Священник, говоривший все это для того, чтобы дать возможность своему собеседнику прийти в себя, напоследок сказал:
— Я прекрасно понимаю, как это вывело вас из равновесия. К несчастью, это вывело из равновесия и кое-что другое.
— Что вы хотите этим сказать?.. — растерянно спросил секретарь.
— Это опрокинуло всю вашу так тщательно разработанную теорию, — ответил священник и стал спускаться вниз к узкой полоске песка на берегу реки.
— Но, может быть, он сделал это сам? — сказал Смит отрывисто. — В конце концов, ведь это самый лучший вид бегства, а если так, то это вполне подтверждает нашу теорию. Он искал спокойствия, пришел сюда и перерезал себе глотку.
— Он вовсе не приходил сюда, — сказал патер Браун. — Во всяком случае, не при жизни и не по суше. Его убили не здесь: для этого слишком мало крови. Солнце неплохо подсушило его волосы и одежду, но здесь на песке есть следы двух тонких струек воды. Как раз до этих пор доходит с моря прилив и образует водоворот. Прилив и занес из моря в устье реки тело, которое осталось, когда прилив ушел.
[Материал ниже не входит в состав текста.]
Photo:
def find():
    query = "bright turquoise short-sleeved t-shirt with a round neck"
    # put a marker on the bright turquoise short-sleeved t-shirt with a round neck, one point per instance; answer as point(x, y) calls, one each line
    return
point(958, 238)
Но тело должно было сначала попасть в воду — где-нибудь выше, предположим, в деревне; ведь река протекает как раз позади ряда домиков и лавок. Бедный Водрей, очевидно, погиб в деревушке, и я не думаю, что это было самоубийство. Весь вопрос в том, кто захотел или кто смог убить его в этом маленьком захудалом местечке.
Патер Браун стал чертить зонтиком на песке.
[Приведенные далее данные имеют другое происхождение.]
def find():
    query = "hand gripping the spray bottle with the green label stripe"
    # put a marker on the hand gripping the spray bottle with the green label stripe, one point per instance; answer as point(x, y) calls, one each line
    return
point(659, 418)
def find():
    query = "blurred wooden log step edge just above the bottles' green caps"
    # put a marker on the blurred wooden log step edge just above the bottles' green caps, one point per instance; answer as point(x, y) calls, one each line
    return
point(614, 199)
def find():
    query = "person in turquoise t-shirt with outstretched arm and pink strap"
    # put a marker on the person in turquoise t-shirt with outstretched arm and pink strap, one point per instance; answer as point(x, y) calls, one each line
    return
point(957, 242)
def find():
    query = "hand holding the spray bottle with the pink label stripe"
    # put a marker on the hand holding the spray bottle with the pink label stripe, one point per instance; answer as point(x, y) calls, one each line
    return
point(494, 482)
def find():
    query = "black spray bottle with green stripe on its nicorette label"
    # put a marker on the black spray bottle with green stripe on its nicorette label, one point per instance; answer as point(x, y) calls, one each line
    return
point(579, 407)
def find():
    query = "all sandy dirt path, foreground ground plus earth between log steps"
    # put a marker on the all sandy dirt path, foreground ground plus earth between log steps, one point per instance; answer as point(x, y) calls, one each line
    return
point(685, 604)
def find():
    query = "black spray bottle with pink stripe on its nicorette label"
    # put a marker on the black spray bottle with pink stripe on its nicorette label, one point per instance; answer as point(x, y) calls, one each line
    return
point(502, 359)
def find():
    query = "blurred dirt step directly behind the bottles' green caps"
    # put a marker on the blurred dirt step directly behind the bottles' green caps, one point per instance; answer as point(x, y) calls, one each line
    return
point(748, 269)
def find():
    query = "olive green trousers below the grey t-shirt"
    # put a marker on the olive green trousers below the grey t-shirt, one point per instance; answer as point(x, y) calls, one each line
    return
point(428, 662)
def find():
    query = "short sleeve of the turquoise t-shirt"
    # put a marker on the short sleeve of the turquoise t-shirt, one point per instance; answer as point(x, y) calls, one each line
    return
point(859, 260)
— Посмотрим, как расположены лавки. Во-первых, мясная. Ну, конечно, мясник мог бы считаться идеальным убийцей: ведь у него большой нож для резания мяса. Но вы видели, что Водрей вышел из мясной. И вряд ли он стоял на пороге и слушал, как мясник говорит ему: «Доброе утро, сэр. Разрешите мне перерезать вашу глотку. Благодарю вас. А что еще прикажете?» Я думаю, сэр Артур не относится к такому типу людей, которые приятно улыбаются во время всей этой процедуры. Он сильный, энергичный и довольно вспыльчивый человек. Но кто еще, кроме мясника, мог бы одолеть его? Следующую лавку содержит одна старушка, затем торговец табачными изделиями, мужчина, но, как говорят, небольшого роста и очень робкий. Затем идет мастерская дамского платья, хозяйки которой — две старые девы, затем буфет, который содержит мужчина, но сейчас он лежит в больнице, его заменяет жена. В буфете есть два-три парня — продавцы, но в тот день их не было, они работали в другом месте. Буфетом улица заканчивается, дальше нет ничего, кроме постоялого двора, а на дороге стоит полицейский.
Патер Браун сделал углубление наконечником зонтика, чтобы отметить, где стоит полицейский, и угрюмо уставился на реку. Потом вдруг сделал легкое движение рукой, быстро подошел и склонился над трупом.